Я знал Мещерского сорок лет, половину моей жизни и бо́льшую часть – его, и не поручусь, что до конца понял. Я даже не поручусь, что он был из тех людей, кого невозможно понять, не зная их тайн. Для кого-то его тайная жизнь становится настоящей, а явная, казовая сторона – всего лишь ширма, только в этом качестве и ценная; другой, напротив, в явное вкладывает душу и в секретных своих пороках и страстях видит морок и дурной сон. Да и что мог я знать о тайнах князя? Были это утехи с банщиками и оргии с вином в гигантских стеклянных елдаках или тихая полусемейная жизнь с очередным миньоном? (Как мне говорили, одно не исключает другого.)

«Константин Петрович!!!»

«Да, Вася, что тебе?»

«Не надо так уж детализировать».

6

В книжной лавке Маврикия Вульфа можно было наткнуться на членов Государственного совета, генералов – любителей стихов и генералов – адептов гомеопатии, действующих министров, даже кое-кого из великих князей. Приезжие из провинции заявлялись сюда узнать, что читает высший свет; Скобелев, уезжая на войну с турками, здесь запасся картами и книгами о Турции и Балканах, а чего в наличии не было, заказал. («По какому адресу выслать? – Можете адресовать в Константинополь».) Валуев, Бунге, граф Дмитрий Андреевич Толстой и великий князь Константин Николаевич были завсегдатаи – какие разные люди и какие, все четверо, страстные любители книг; Толстой даже, можно сказать, библиоман.

Сам Вульф, Меццофанти книжного дела, Маврикий Единственный, был ходячий и разговаривающий каталог. К нему обращались за справками, советами и просто с болтовнёй, он держал в голове библиографию новинок на четырёх языках и особенно был сведущ в специальной французской литературе, а лично для меня отыскивал и выписывал из Англии, Франции и Германии старые, забытые книги по юриспруденции и богословию.

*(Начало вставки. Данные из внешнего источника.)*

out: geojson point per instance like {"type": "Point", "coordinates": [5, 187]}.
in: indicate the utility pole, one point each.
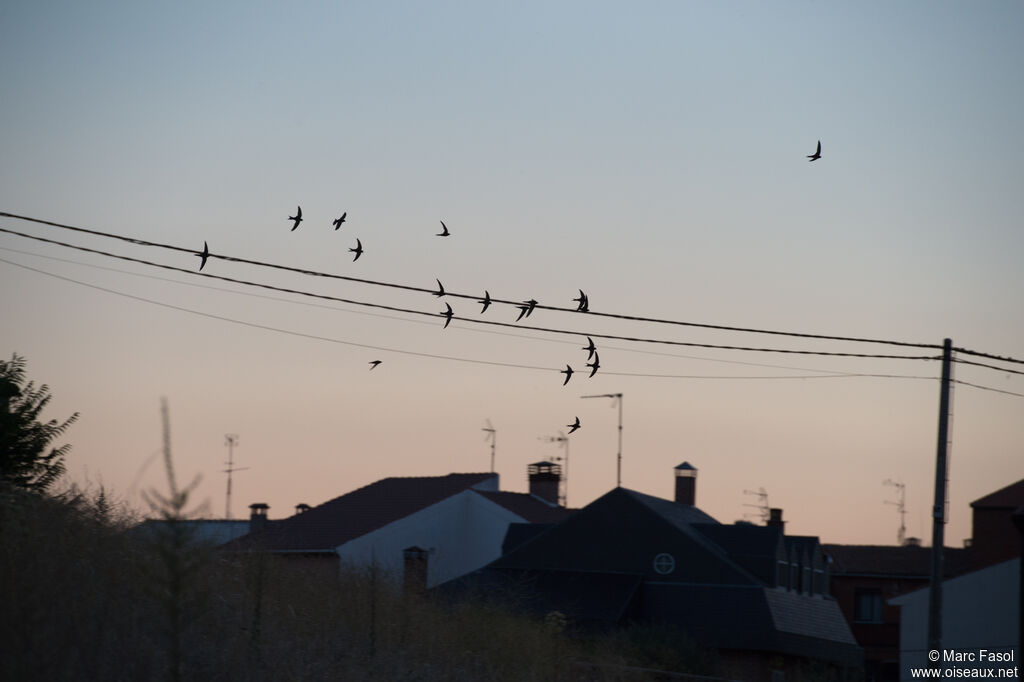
{"type": "Point", "coordinates": [230, 439]}
{"type": "Point", "coordinates": [939, 508]}
{"type": "Point", "coordinates": [617, 397]}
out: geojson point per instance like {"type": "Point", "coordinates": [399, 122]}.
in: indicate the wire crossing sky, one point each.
{"type": "Point", "coordinates": [653, 159]}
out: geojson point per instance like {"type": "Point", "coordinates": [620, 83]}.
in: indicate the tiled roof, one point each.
{"type": "Point", "coordinates": [526, 506]}
{"type": "Point", "coordinates": [1010, 497]}
{"type": "Point", "coordinates": [349, 516]}
{"type": "Point", "coordinates": [891, 560]}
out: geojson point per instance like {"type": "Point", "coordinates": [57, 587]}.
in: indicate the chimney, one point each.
{"type": "Point", "coordinates": [686, 484]}
{"type": "Point", "coordinates": [257, 516]}
{"type": "Point", "coordinates": [544, 480]}
{"type": "Point", "coordinates": [415, 573]}
{"type": "Point", "coordinates": [775, 518]}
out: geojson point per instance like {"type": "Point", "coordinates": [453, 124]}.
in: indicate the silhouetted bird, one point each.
{"type": "Point", "coordinates": [816, 155]}
{"type": "Point", "coordinates": [590, 347]}
{"type": "Point", "coordinates": [525, 309]}
{"type": "Point", "coordinates": [357, 250]}
{"type": "Point", "coordinates": [583, 301]}
{"type": "Point", "coordinates": [204, 255]}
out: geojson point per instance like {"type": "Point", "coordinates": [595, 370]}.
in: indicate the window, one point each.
{"type": "Point", "coordinates": [867, 605]}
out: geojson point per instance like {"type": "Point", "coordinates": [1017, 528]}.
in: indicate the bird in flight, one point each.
{"type": "Point", "coordinates": [204, 255]}
{"type": "Point", "coordinates": [526, 308]}
{"type": "Point", "coordinates": [357, 250]}
{"type": "Point", "coordinates": [583, 301]}
{"type": "Point", "coordinates": [590, 347]}
{"type": "Point", "coordinates": [816, 155]}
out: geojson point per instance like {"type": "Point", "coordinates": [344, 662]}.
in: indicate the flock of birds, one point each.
{"type": "Point", "coordinates": [525, 308]}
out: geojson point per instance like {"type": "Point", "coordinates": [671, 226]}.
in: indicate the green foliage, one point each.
{"type": "Point", "coordinates": [26, 457]}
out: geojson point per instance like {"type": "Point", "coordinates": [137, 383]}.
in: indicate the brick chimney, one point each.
{"type": "Point", "coordinates": [257, 516]}
{"type": "Point", "coordinates": [544, 480]}
{"type": "Point", "coordinates": [775, 519]}
{"type": "Point", "coordinates": [686, 484]}
{"type": "Point", "coordinates": [415, 573]}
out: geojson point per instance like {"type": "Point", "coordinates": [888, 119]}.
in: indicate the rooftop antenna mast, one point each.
{"type": "Point", "coordinates": [493, 437]}
{"type": "Point", "coordinates": [762, 506]}
{"type": "Point", "coordinates": [562, 440]}
{"type": "Point", "coordinates": [900, 505]}
{"type": "Point", "coordinates": [230, 439]}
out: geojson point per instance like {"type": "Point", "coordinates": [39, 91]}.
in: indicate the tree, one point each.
{"type": "Point", "coordinates": [27, 460]}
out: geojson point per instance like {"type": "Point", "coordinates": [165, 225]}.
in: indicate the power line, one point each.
{"type": "Point", "coordinates": [471, 320]}
{"type": "Point", "coordinates": [434, 355]}
{"type": "Point", "coordinates": [468, 329]}
{"type": "Point", "coordinates": [471, 296]}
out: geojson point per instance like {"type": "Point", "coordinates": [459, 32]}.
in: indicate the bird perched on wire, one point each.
{"type": "Point", "coordinates": [526, 308]}
{"type": "Point", "coordinates": [204, 255]}
{"type": "Point", "coordinates": [448, 315]}
{"type": "Point", "coordinates": [590, 348]}
{"type": "Point", "coordinates": [816, 155]}
{"type": "Point", "coordinates": [583, 301]}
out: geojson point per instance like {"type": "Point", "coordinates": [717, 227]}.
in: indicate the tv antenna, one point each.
{"type": "Point", "coordinates": [563, 441]}
{"type": "Point", "coordinates": [761, 506]}
{"type": "Point", "coordinates": [900, 505]}
{"type": "Point", "coordinates": [493, 437]}
{"type": "Point", "coordinates": [230, 439]}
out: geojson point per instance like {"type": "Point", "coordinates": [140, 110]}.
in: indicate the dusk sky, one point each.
{"type": "Point", "coordinates": [652, 155]}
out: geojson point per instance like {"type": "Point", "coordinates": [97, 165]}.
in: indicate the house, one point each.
{"type": "Point", "coordinates": [754, 594]}
{"type": "Point", "coordinates": [439, 526]}
{"type": "Point", "coordinates": [980, 610]}
{"type": "Point", "coordinates": [865, 578]}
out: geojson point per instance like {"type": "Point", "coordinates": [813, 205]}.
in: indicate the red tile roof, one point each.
{"type": "Point", "coordinates": [356, 513]}
{"type": "Point", "coordinates": [1010, 497]}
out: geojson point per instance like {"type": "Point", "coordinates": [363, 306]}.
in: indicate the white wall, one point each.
{"type": "Point", "coordinates": [462, 533]}
{"type": "Point", "coordinates": [979, 611]}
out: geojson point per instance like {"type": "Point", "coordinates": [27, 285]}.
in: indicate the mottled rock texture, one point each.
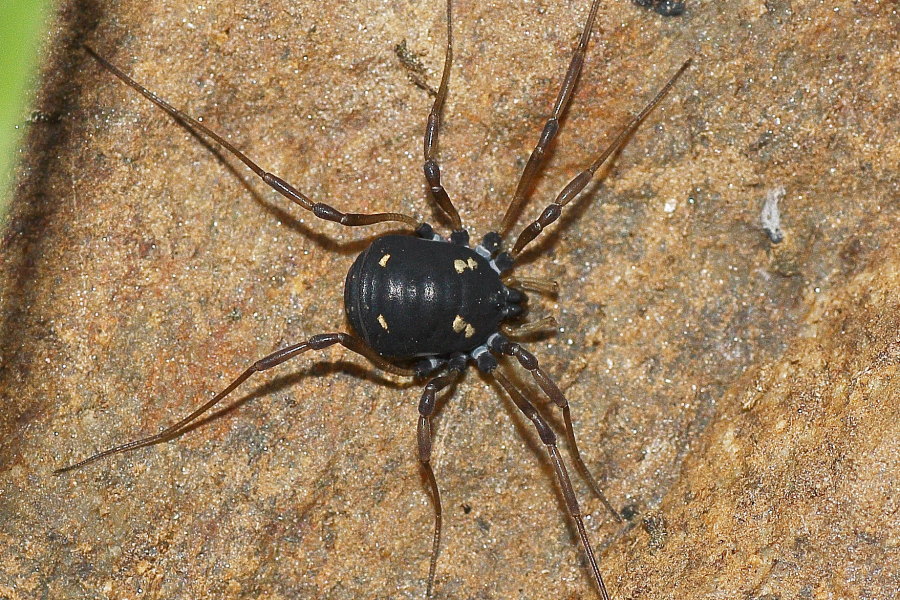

Поэтому, по старой памяти, посещения «Эльзевира» я ожидал с нетерпением. Васю невозможно было заставить взять книжку в руки (да и не оказалось у него в доме книг), газету он раскрывал с боем, о существовании библиотек разве что догадывался. Он и в «Эльзевире» нацелился сесть в углу и уткнуть нос в телефон, но тут уже я восстал, и пока публика, ожидая писателя, собиралась в смежном зале, мы осмотрели новинки на столах и открытых полках.

«Эльзевир» оказался тесным полуподвальным помещением, в котором с трудом могли развернуться продавец и несколько покупателей. Книги были только русские, но половина из них – переводы. Уже переплетённые, разрезанные (фабричным способом), с ещё непривычными мне шрифтами и орфографией. Вася брал их в руки без любви, листал без интереса и, когда я заикнулся о покупке (того самого, воспеваемого Шаховской фон Заломона), нахально заявил: «Слишком дорого».

«Вася!» – сказал я едва ли не умоляюще.

«Нет! – Потом его осенило. – Куплю, если будете меня отпускать. В прежнюю жизнь. На блядки».

«Вася!!!»

«Нет так нет».

«Как я тебя отпущу, если я всё время с тобой?»

«Вы же умный, не я. Придумаете».

Ах, Вася, Вася, подумал я. Как голос-то сразу прорезался.

«Я и в библиотеку, наверное, смогу записаться… Если договоримся».

Ну хорошо. Сам напросился, Талейран сопливый.

«Хорошо, – говорю. – Библиотека – это аргумент. Посмотрим, что можно сделать».

– А вот и Соло! – сказал кто-то весело. Подошла Шаховская, и мы отправились занять свои места.